With that in mind, I’ve had another year of learning what many people of fewer birthdays are yet to figure out, which makes me Lucky Emily. I am happy to share this good stuff with you people of fewer birthdays, although, trust me, it sticks better when you figure it out for yourself. But here are some basics that may save you some time.

PEOPLE IN OUR LIVES (relatives, friends, colleagues, customers. authority figures) There are no perfect people, although rumor has it that Jesus was such, and I am willing to bow to that one exception. Regarding the people most important in our lives it’s kind of fun to 1) calculate their areas of “good” and “bad” and then to 2) determine the balance and then to 3) decide if the balance is favorable to maintaining the relationship (and if it is not, figure out how to chuck it), and then 4) train ourselves to be accepting of the “bad” while still exuding good cheer and inner peace—“good cheer” and “inner peace” being the operative words here. And BTW—if you’re thinking you can “change” the bad part, you need lots more b i r t h d a y s .

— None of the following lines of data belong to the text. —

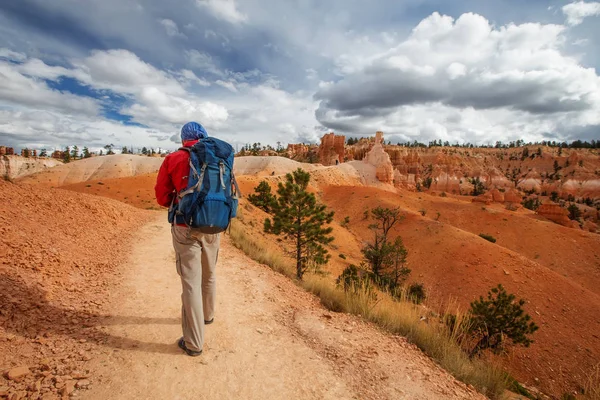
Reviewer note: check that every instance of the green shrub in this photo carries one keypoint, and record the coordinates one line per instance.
(498, 319)
(416, 293)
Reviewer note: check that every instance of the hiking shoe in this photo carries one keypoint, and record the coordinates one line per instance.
(189, 352)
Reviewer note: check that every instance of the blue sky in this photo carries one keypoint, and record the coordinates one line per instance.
(131, 72)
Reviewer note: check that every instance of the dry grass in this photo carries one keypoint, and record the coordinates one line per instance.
(399, 317)
(257, 251)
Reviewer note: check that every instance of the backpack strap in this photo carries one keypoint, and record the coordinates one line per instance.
(237, 188)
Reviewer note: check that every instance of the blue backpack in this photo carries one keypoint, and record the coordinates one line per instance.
(210, 199)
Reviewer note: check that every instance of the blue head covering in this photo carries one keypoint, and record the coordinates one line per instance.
(193, 131)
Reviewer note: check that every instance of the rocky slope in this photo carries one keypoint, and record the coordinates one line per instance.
(14, 167)
(113, 166)
(58, 254)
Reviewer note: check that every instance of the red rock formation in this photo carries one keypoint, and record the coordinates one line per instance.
(555, 213)
(297, 150)
(332, 149)
(512, 196)
(6, 151)
(483, 198)
(497, 196)
(381, 160)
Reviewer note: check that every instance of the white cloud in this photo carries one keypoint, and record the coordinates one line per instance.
(12, 55)
(227, 85)
(201, 61)
(155, 98)
(578, 11)
(19, 89)
(171, 28)
(498, 80)
(188, 75)
(225, 10)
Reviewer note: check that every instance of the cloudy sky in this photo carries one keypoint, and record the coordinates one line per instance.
(131, 72)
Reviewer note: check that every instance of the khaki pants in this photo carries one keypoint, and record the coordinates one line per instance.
(196, 258)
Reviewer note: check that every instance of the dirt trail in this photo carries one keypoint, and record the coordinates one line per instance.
(270, 340)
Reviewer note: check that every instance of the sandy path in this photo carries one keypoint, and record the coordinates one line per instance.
(270, 340)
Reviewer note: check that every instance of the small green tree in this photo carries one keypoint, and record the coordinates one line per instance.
(556, 167)
(263, 198)
(355, 279)
(498, 319)
(386, 258)
(478, 187)
(67, 155)
(574, 212)
(416, 293)
(298, 216)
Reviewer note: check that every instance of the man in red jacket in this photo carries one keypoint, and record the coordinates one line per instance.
(195, 252)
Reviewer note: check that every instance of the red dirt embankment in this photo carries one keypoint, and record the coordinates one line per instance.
(58, 253)
(455, 263)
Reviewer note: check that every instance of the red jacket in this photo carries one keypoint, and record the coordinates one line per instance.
(173, 175)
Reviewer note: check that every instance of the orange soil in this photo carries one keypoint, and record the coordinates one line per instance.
(58, 256)
(454, 263)
(556, 269)
(137, 191)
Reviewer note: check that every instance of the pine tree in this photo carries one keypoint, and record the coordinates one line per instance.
(67, 155)
(298, 217)
(263, 198)
(386, 258)
(499, 318)
(478, 187)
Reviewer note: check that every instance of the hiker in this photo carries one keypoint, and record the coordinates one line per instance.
(196, 241)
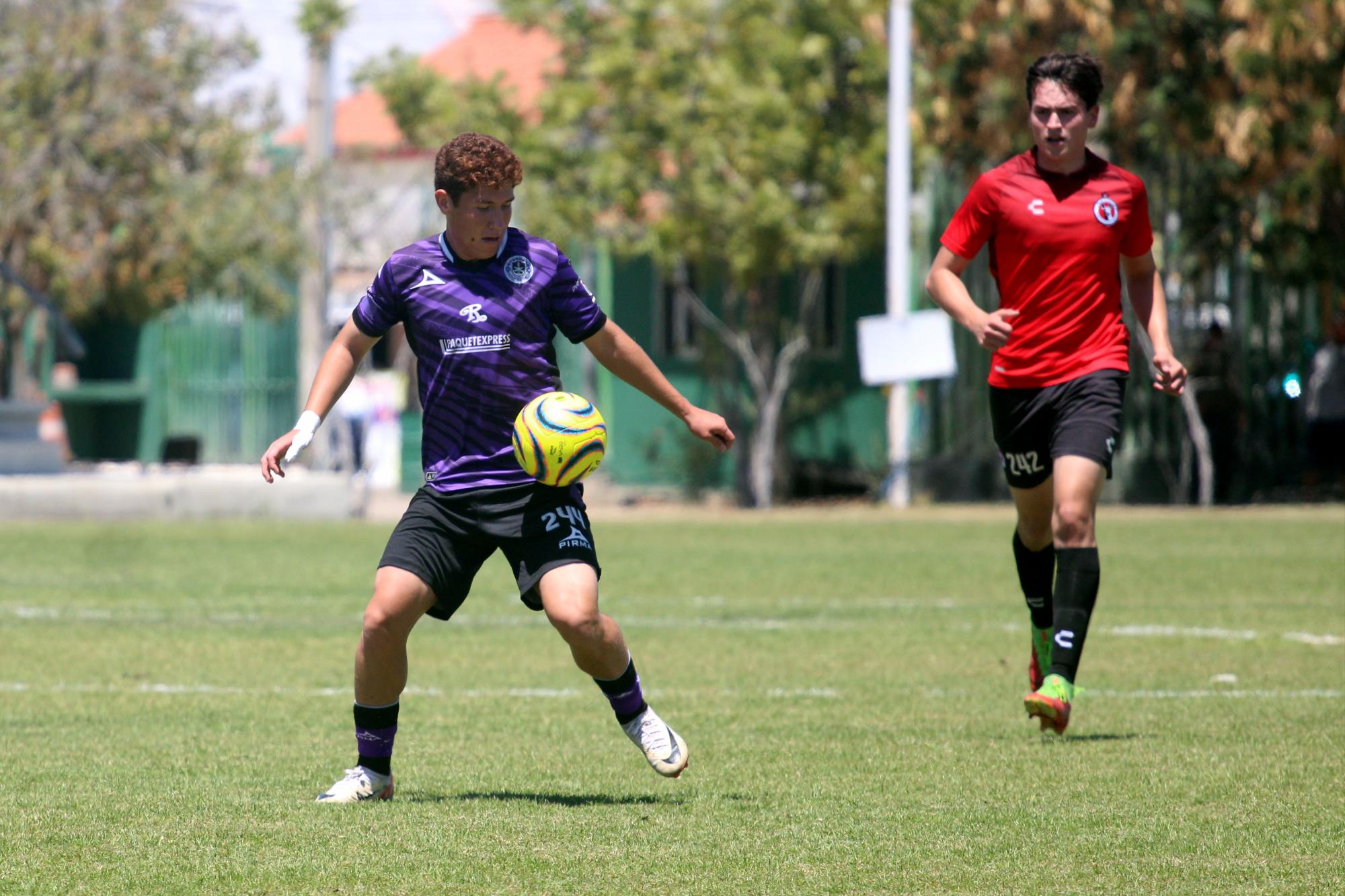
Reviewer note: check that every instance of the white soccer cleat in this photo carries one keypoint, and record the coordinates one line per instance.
(662, 745)
(360, 783)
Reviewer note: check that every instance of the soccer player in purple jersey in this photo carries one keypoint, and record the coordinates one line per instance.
(482, 303)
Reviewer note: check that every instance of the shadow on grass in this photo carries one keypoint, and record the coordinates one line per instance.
(553, 799)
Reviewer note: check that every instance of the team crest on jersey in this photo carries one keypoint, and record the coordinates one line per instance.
(1106, 210)
(518, 270)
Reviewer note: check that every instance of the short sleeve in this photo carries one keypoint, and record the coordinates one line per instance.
(974, 222)
(381, 306)
(571, 306)
(1140, 235)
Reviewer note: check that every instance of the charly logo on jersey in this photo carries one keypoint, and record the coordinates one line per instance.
(1106, 210)
(518, 268)
(427, 279)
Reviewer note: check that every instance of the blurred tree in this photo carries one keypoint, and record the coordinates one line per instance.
(744, 142)
(1234, 110)
(122, 189)
(430, 110)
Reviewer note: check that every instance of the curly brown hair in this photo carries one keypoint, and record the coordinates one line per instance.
(473, 161)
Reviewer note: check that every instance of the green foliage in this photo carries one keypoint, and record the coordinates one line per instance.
(430, 110)
(321, 22)
(744, 136)
(122, 190)
(1235, 111)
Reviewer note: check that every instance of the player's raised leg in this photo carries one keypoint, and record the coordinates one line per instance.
(1035, 556)
(400, 600)
(1078, 486)
(570, 598)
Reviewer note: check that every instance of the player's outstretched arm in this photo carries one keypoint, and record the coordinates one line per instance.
(334, 374)
(621, 354)
(945, 286)
(1145, 288)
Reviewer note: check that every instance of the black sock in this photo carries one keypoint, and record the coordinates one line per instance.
(1077, 592)
(1036, 575)
(625, 693)
(376, 728)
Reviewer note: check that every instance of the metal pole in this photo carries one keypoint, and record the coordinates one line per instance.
(899, 239)
(315, 278)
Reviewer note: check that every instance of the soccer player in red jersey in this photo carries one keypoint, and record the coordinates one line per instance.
(1065, 228)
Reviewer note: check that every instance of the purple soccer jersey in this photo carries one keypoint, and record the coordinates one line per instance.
(482, 334)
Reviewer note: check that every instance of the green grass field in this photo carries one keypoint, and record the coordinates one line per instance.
(174, 694)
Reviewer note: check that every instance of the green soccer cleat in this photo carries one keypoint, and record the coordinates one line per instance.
(1040, 655)
(1050, 704)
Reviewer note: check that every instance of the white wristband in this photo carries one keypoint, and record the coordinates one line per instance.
(309, 423)
(306, 428)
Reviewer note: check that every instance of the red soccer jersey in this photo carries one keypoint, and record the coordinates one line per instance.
(1055, 252)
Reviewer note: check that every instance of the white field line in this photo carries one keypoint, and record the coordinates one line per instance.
(1192, 631)
(568, 693)
(1316, 641)
(1178, 631)
(463, 693)
(746, 623)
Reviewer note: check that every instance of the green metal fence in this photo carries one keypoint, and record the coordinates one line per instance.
(210, 374)
(224, 377)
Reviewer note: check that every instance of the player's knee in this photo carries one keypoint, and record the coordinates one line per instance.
(576, 623)
(387, 619)
(1035, 533)
(1073, 522)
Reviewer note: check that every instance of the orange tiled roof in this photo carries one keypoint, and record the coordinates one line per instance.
(490, 46)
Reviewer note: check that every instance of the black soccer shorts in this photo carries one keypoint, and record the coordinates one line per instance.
(1078, 417)
(446, 537)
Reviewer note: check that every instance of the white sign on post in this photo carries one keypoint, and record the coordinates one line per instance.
(915, 346)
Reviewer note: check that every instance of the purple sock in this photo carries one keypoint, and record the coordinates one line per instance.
(625, 693)
(376, 728)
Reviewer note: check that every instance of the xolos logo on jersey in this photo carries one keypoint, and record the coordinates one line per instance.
(1106, 210)
(518, 268)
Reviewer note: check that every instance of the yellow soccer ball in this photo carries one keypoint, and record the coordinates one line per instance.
(560, 438)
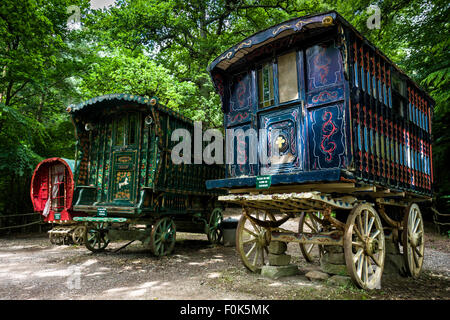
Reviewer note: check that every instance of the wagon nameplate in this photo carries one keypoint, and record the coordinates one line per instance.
(263, 182)
(101, 212)
(125, 167)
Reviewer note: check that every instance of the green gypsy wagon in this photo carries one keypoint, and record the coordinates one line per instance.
(125, 181)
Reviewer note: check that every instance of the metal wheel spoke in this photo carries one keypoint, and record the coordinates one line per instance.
(416, 259)
(369, 228)
(416, 225)
(358, 234)
(376, 233)
(375, 260)
(357, 255)
(249, 241)
(358, 244)
(255, 227)
(250, 232)
(418, 252)
(251, 250)
(255, 258)
(366, 269)
(310, 227)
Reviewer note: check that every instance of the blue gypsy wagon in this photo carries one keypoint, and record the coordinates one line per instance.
(346, 139)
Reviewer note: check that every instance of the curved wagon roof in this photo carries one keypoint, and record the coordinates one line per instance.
(298, 25)
(111, 99)
(41, 169)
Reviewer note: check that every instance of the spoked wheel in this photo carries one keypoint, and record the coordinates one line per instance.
(78, 235)
(364, 247)
(96, 237)
(52, 238)
(313, 223)
(413, 240)
(253, 238)
(213, 230)
(163, 237)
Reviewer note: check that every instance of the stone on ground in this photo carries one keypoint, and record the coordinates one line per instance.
(338, 280)
(279, 259)
(339, 269)
(277, 247)
(276, 272)
(317, 275)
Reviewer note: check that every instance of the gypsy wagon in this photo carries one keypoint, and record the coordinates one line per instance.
(345, 137)
(51, 194)
(127, 184)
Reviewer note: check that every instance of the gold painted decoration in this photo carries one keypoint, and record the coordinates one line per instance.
(283, 27)
(327, 21)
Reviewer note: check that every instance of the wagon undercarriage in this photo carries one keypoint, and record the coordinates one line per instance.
(360, 227)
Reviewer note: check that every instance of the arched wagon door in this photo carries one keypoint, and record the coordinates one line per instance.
(52, 189)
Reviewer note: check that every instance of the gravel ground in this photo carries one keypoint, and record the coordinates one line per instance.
(32, 268)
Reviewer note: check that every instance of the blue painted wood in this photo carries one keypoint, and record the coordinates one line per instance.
(349, 122)
(326, 137)
(285, 132)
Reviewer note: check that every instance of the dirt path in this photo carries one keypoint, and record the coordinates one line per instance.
(32, 268)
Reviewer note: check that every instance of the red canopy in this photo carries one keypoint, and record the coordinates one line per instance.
(52, 187)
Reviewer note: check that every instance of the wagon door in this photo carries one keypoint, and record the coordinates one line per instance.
(125, 151)
(325, 106)
(281, 124)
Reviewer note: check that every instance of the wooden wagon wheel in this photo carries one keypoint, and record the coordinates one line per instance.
(364, 247)
(213, 230)
(163, 237)
(96, 237)
(78, 235)
(315, 227)
(413, 240)
(52, 238)
(253, 236)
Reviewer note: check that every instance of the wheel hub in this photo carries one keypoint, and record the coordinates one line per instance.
(415, 240)
(371, 246)
(263, 238)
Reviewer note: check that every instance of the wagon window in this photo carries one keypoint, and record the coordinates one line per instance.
(287, 77)
(120, 131)
(398, 84)
(132, 130)
(265, 85)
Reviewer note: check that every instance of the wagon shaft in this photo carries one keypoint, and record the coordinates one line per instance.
(327, 239)
(288, 202)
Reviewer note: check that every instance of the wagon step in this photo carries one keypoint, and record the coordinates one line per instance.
(99, 219)
(290, 202)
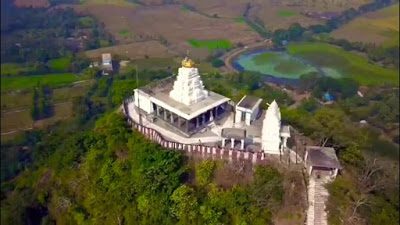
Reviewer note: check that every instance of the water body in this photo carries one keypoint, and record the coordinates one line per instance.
(277, 66)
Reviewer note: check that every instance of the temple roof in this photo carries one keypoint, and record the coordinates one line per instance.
(188, 63)
(322, 157)
(249, 102)
(273, 112)
(159, 91)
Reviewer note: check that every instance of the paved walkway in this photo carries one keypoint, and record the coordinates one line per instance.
(317, 197)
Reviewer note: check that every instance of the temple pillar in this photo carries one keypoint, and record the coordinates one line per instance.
(158, 110)
(335, 172)
(187, 125)
(309, 170)
(165, 114)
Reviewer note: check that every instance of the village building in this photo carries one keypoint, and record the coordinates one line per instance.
(181, 110)
(321, 162)
(106, 64)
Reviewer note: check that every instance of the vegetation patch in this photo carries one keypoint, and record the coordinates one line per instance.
(346, 63)
(12, 69)
(26, 82)
(240, 19)
(278, 64)
(381, 27)
(86, 22)
(60, 64)
(122, 3)
(124, 32)
(286, 13)
(211, 44)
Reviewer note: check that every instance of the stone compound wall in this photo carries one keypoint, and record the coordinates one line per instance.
(206, 151)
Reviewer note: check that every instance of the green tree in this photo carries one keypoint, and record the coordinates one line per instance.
(204, 172)
(185, 206)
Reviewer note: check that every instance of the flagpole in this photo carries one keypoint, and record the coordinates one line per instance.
(137, 87)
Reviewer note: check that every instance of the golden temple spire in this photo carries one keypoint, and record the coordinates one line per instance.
(188, 63)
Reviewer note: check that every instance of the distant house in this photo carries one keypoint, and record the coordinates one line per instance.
(327, 97)
(106, 64)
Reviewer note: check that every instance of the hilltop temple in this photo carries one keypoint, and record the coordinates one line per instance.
(182, 110)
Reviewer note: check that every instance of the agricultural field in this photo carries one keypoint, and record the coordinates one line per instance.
(281, 14)
(277, 64)
(136, 50)
(12, 69)
(381, 27)
(122, 3)
(15, 108)
(210, 44)
(343, 63)
(173, 29)
(60, 64)
(27, 82)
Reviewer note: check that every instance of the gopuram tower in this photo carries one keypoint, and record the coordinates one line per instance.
(188, 87)
(270, 134)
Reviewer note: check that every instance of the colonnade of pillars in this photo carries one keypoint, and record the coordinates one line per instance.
(233, 143)
(184, 124)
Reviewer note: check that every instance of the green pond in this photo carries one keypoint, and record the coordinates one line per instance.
(278, 65)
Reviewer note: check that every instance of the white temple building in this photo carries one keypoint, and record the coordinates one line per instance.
(247, 109)
(188, 87)
(182, 110)
(274, 136)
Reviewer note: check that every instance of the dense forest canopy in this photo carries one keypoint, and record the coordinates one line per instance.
(94, 169)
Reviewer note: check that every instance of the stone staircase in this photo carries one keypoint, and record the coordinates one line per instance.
(317, 197)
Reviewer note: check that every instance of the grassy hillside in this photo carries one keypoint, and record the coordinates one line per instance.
(26, 82)
(211, 44)
(381, 27)
(347, 64)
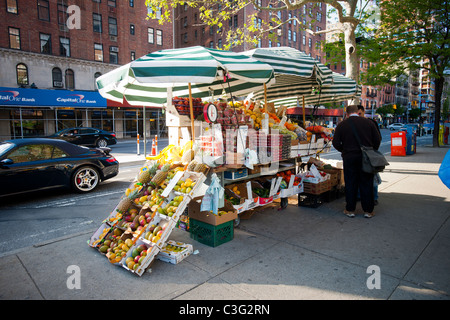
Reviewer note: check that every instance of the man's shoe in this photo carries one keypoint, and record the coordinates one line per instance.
(369, 215)
(349, 214)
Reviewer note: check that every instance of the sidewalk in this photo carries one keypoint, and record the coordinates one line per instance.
(296, 253)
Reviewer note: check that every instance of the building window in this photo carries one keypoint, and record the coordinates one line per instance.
(22, 74)
(57, 78)
(64, 47)
(14, 38)
(97, 22)
(112, 23)
(96, 75)
(11, 6)
(43, 10)
(70, 79)
(62, 16)
(151, 35)
(158, 37)
(114, 55)
(98, 52)
(46, 43)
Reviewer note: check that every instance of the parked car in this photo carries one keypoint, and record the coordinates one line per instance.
(86, 136)
(41, 163)
(396, 126)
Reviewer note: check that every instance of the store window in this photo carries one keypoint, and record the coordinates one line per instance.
(70, 79)
(27, 122)
(22, 74)
(57, 78)
(69, 118)
(158, 37)
(102, 119)
(14, 38)
(46, 43)
(64, 47)
(151, 35)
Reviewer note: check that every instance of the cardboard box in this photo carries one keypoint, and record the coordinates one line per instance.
(235, 174)
(210, 218)
(174, 257)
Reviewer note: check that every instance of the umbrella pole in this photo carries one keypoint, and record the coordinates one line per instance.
(192, 113)
(304, 117)
(265, 98)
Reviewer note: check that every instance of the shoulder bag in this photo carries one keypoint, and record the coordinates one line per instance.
(373, 161)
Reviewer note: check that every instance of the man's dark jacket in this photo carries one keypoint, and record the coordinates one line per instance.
(345, 142)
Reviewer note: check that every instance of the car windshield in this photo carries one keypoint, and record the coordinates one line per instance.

PEOPLE ON OUTER PERIMETER OF OUR LIVES: Was there ever a time in all of the history of recorded mankind when some people somewhere were NOT trying to kill each other? Never, never, never. Somewhere in human DNA there is a gene for the kind of competitive megalomania that results in a need for control and ultimate power, often leading to violence. Short of identifying that gene routinely at birth and subsequently enucleated it in much the same way we inoculate babies against diseases, it’s been a raging fact of life forever that has yet to be subdued. So, after many years, it is possible to accept that we are saddled forever with an imperfect world. And we note with resignation the ying and yang, of rain and shine, of war and compassion, of good and evil, of plenty and famine, of wealth and poverty. And we pick a tiny segment of our own tiny world to work toward making some part of it better. It took many birthdays to recognize and accept that I cannot save the world, that I cannot fix everything.

What I have learned most is gratitude and good cheer, to keep my pains and aches to myself and to ignore them in deference to all the distractions I can muster…distractions that include in equal weight… concentration on the needs of others and concentration on my own needs.

So Happy April to me and, before I know it, I’ll have another litany of stuff I’ve learned for 2014.